The Carolina Panthers won the NFC South, made the playoffs for the first time since 2017, and gave a fan base that has been through a lot of suffering something to celebrate.
That didn't stop Moe Moton of The Bleacher Report from putting Canales on his league-wide hot seat list, rating him at a 6 out of 10.
“Typically, head coaches coming off a playoff appearance with a team that's had little success in recent years aren't on the hot seat.”
“However, Carolina Panthers owner David Tepper can be impulsive. And even though the Panthers won the NFC South title last season, they finished with a sub-.500 record and needed help in Week 18 to win the division.”

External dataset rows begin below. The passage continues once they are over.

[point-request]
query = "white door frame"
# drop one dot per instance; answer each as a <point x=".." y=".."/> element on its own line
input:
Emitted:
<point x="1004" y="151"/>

Dave Canales' future with Carolina Panthers may still depend on Bryce Young
However, the bigger issue might not be Canales at all. It's whether quarterback Bryce Young can prove last season wasn't a fluke either.
Young threw for 3,011 passing yards, 23 touchdowns, and 11 interceptions in 2025 with a 63.6 percent completion rate. Those are legitimate numbers. The Panthers also exercised his fifth-year option, a $25.9 million guarantee, and general manager Dan Morgan told Adam Schein on Mad Dog Sports Radio that an extension will come "at the right time."
Sounds like progress.
But Canales handed play-calling duties to offensive coordinator Brad Idzik this offseason, a notable shift for an offense-minded head coach who built his reputation developing quarterbacks with the Seattle Seahawks and Tampa Bay Buccaneers.

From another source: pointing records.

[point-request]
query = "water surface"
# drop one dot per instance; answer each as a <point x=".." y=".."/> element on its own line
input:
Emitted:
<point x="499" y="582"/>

Canales framed the decision as the best thing for the offense going forward, citing Idzik's continuity with the system and the players. Fair enough. The question is whether it works.
If Young regresses, Moton noted, Canales gets some of that blame regardless. An offensive head coach who's no longer calling plays still owns the results. That's the deal.
To make matters worse, the NFC South won't bail them out this time. The Atlanta Falcons, New Orleans Saints, and Buccaneers should all be better. The Panthers have made some noise this offseason, too, but the margin for error is smaller now.
Canales has done real work in Carolina. The culture has shifted, the roster is younger and more athletic, and Young is developing encouragingly despite the ongoing skeptics. But if the Panthers cannot attain a winning record next time around, questions will no doubt be asked of the current project.
Panthers fans have watched team owner David Tepper make decisions that defied logic. A step backward in 2026, especially if Young goes with it, could leave Canales' status looking increasingly shaky.